Иногда Рогинский прослеживает генеалогию выявляемых им мотивов в мировой
культуре, укореняя в ней своих героев: обращает внимание на то, что, например,
Лев Друскин наследует, с одной стороны, Шекспиру, Державину, Блоку, с другой —
самой книге Иова. И всё-таки, судя по нерегулярности, несистематичности
действия, такие экскурсы автор предпринимает скорее в формате пометок на полях,
— это не составляет главной его задачи.
Техническую сторону текстов автор (почти?) не разбирает (и понятно, почему: это
потребовало бы профессионального филологического разговора; Рогинский же ставит
целью разговор общечеловеческий, не требующий от читателя специальных знаний —
и даже, может быть, специальных филологических интересов. Как сказано в
стихотворении одного из героев книги, Евгения Шешолина, у которого взяты и
слова, ставшие её названием, «Я наскучить боюсь; кто б ты ни был, пойдём».

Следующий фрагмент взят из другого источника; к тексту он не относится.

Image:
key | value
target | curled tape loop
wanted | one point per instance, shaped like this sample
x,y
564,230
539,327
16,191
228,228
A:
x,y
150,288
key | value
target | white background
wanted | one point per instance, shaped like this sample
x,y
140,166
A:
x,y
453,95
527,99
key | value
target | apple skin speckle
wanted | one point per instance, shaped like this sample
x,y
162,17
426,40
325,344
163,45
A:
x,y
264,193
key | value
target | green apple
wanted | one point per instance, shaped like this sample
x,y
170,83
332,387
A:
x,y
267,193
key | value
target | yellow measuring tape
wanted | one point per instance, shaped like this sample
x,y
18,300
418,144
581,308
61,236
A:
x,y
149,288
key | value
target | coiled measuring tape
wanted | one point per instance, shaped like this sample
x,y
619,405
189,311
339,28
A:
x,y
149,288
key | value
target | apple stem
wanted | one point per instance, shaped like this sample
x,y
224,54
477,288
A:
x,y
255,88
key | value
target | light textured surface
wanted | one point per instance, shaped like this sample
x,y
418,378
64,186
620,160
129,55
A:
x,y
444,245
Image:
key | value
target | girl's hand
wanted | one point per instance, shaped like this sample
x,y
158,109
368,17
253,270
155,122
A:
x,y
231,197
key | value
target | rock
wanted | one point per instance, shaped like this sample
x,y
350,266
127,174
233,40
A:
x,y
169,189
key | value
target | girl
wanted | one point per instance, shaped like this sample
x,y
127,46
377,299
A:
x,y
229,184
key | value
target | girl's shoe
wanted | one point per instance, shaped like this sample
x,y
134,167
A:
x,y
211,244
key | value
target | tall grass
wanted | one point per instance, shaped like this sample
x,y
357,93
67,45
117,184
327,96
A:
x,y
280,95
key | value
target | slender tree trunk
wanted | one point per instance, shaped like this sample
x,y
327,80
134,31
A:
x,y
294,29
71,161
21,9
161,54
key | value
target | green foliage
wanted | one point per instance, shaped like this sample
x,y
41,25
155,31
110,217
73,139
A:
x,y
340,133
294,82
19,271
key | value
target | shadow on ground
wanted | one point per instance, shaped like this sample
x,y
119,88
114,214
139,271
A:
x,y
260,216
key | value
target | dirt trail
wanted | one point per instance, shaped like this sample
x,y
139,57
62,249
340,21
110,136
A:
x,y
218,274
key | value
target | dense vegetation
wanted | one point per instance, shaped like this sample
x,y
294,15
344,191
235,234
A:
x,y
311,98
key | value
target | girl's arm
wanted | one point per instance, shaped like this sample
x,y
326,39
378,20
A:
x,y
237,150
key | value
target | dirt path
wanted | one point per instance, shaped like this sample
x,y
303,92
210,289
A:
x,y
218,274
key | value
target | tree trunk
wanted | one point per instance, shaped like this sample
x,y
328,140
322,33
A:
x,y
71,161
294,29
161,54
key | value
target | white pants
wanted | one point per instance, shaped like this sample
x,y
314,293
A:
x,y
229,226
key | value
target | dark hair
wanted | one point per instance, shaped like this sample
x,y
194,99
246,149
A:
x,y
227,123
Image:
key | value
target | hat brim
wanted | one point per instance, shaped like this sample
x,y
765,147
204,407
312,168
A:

О любимых приёмах обсуждаемых авторов речь время от времени всё-таки заходит
(«…парадоксальный финал, как в этих двух и многих других стихотворениях, — один
из любимых приёмов Льва Друскина»); поводом к такому разговору, стимулом к его
началу всякий раз оказывается одно стихотворение, поставленное автором в начале
каждой главы и, подобно ключу, открывающее нам своего поэта; назовём его инициирующим
текстом. Такое стихотворение, однако, — куда более именно повод и стимул,
угол зрения на поэта в целом, чем предмет анализа, — разговор практически
всякий раз перерастает его. Инициирующий текст, конечно, тоже удостаивается
некоторого анализа, но этот анализ обыкновенно недолог и довольно скоро
переходит во что-то ещё, — например, в разговор о поколении, к которому
принадлежит обсуждаемый автор, с которым у него прослеживаются общие черты
(«Поэты поколения Льва Друскина — Павел Коган, Галич, Левитанский, Глазков,
Самойлов, Окуджава, — родились под песни Гражданской войны и мужали под песни
Великой Отечественной. И все писали песни, и нередко тоже о песнях: “Песенка
короткая, как жизнь сама…”»).
Повествование строится прихотливо вплоть до, казалось бы, необязательности.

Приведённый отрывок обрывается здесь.